An example: one we used a few times was "we decided we want to build a drone for the police. So if a bank is being robbed the cop who arrived first could take it out and it will help solve the crime." Some people would ask a bunch of constraints up front; others would just dive in and ask questions as they went. And they'd think about the problem "so we want to chase the getaway car long enough until a regular copter can get airborne, so let's assume X MPH for Y minutes minimum". Someone else thought "small is probably better because perhaps it can look into the bank when it would be dangerous for a person to try, and we have to assume a lot of them will be destroyed, so cost matters." etc etc.
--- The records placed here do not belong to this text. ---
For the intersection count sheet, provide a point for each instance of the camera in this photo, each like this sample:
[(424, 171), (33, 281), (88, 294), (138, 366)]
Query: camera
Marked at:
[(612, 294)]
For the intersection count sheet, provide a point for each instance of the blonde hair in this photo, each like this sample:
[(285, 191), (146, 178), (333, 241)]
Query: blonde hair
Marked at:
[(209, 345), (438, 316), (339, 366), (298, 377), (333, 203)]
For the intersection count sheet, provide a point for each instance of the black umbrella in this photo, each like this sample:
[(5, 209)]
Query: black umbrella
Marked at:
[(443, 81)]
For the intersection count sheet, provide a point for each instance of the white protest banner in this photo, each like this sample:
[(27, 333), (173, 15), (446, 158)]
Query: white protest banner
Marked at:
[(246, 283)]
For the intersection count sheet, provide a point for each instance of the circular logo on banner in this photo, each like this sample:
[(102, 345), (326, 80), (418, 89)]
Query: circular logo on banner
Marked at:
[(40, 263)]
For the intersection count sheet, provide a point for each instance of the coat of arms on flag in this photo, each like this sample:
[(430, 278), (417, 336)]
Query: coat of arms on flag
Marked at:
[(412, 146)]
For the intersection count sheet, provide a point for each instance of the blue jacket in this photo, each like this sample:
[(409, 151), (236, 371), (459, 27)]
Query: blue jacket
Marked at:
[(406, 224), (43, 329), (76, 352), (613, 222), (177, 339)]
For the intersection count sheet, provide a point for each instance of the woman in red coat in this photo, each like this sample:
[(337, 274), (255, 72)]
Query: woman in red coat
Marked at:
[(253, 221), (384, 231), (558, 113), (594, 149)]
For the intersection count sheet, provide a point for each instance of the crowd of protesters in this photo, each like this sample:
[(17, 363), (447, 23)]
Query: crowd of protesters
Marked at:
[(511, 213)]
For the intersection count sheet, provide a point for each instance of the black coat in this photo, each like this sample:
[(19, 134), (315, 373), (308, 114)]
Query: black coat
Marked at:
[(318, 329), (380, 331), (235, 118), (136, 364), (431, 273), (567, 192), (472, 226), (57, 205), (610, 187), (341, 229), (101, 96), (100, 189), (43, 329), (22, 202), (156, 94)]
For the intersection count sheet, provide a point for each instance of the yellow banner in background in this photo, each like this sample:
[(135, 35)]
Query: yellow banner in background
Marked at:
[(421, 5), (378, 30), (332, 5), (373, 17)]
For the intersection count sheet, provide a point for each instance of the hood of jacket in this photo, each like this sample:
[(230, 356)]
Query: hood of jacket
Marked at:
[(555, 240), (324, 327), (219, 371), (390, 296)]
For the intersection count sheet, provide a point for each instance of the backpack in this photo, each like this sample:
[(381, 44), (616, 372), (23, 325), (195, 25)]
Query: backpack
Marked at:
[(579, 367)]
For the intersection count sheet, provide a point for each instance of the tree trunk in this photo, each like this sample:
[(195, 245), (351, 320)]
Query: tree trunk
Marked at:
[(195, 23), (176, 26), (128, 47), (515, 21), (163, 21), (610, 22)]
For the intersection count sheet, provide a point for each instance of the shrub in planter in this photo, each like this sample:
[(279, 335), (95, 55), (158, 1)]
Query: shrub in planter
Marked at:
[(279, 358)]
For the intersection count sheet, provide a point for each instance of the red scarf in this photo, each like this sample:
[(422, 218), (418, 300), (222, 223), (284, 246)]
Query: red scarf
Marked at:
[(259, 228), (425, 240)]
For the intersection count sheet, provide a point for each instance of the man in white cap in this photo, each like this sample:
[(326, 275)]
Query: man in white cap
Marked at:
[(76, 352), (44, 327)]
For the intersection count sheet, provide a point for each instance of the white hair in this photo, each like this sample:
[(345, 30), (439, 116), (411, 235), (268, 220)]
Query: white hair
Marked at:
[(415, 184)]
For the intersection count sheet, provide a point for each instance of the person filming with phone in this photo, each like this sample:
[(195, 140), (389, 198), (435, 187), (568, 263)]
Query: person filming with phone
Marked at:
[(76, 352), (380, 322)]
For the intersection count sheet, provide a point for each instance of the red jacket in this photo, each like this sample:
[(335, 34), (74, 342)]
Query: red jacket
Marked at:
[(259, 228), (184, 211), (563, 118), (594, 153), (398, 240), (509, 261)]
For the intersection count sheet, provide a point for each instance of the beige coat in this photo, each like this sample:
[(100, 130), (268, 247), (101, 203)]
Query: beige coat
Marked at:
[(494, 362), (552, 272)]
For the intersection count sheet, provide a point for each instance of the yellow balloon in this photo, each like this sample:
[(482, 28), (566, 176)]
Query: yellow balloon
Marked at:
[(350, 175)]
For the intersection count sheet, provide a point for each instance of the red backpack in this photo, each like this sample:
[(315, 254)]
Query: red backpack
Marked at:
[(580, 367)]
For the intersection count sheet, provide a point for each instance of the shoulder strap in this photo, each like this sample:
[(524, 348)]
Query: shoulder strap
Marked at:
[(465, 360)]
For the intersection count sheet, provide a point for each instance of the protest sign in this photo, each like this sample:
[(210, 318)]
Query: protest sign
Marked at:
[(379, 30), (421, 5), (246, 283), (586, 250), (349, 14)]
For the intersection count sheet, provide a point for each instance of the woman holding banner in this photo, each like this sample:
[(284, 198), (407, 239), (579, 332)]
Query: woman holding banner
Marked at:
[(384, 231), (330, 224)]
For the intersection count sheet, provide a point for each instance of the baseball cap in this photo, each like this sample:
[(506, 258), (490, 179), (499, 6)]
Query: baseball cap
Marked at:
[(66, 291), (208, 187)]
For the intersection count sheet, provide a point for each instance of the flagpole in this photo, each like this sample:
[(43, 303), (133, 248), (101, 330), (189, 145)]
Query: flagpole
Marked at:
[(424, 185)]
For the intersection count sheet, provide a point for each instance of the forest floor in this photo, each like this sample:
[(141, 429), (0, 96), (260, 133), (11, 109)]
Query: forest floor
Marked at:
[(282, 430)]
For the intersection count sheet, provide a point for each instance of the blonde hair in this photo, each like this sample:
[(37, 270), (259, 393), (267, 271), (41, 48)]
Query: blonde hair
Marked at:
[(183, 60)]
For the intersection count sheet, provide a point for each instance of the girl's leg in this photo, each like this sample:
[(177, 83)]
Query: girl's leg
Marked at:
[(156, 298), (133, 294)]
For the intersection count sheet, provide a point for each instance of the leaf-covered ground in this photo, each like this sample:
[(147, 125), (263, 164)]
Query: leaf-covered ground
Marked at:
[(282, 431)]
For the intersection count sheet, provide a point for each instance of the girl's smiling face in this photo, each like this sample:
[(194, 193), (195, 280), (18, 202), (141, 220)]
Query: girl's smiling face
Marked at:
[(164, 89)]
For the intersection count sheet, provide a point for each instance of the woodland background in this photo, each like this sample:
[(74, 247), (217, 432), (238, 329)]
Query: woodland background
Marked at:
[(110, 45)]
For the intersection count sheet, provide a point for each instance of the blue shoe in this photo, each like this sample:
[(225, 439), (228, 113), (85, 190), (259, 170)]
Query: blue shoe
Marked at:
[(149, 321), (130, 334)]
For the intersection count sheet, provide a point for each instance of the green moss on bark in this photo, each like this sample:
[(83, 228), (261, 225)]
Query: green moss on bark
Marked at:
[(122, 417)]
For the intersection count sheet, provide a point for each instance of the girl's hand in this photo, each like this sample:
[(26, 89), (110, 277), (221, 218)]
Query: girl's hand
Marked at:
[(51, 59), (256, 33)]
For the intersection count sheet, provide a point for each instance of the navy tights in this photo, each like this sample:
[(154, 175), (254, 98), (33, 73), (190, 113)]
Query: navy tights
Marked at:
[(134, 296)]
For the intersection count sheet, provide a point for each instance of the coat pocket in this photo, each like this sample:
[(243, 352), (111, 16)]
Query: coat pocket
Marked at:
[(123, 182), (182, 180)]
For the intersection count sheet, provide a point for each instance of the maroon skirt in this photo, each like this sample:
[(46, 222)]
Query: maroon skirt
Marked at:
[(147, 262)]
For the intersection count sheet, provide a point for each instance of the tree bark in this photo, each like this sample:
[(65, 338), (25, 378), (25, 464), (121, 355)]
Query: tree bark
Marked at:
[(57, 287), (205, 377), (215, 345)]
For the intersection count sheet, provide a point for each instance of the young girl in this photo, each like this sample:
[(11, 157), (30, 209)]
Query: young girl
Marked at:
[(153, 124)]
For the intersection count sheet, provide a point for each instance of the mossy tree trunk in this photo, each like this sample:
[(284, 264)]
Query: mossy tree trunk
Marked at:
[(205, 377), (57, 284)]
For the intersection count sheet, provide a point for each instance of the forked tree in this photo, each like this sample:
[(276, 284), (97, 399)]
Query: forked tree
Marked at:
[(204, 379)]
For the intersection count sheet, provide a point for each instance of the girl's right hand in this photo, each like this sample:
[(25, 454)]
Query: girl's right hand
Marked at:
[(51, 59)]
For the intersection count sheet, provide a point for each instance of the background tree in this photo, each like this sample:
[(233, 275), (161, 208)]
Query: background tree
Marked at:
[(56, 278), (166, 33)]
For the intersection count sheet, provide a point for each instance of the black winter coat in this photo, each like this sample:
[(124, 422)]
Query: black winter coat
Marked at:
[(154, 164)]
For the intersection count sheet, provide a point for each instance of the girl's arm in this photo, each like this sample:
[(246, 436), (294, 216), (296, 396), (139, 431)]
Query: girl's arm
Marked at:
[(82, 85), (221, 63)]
Another great one is "Jucero (this is just after they collapsed) has inspired us to make a bluetooth-only coffee machine". My favorite candidate started with "even with BT you'll really need a control panel for reasons XXX and YYY. And BT generally won't add much, if anything, but if product management insists, let's think up some halfway plausible use cases..." and then ended up in a discussion of the protocol and how to think about making it robust against failure."
These were always fun, and told us a bit about how the candidate thinks, without the pressure of doing it "right". Often the solutions were excessively elaborate, or missed elements a real product would need, but so what? They were "first drafts" in a situation with some pressure. And who cares about remembering the precise arguments to a function or anything that needed looking up.
And the length of these things helped strain out bullshitters. One candidate immediately said "the best way to solve this is to use an XXX. The other interviewer and I looked at each other excitedly. That was the best way and nobody else had suggested it. The candidate went on to ignore XXX, even when we asked questions in the hope of sending the discussion back that way. It's as if they had said "oh, well for this you'll need an adjustable wing" and then drew a wheeled vehicle that could not fly.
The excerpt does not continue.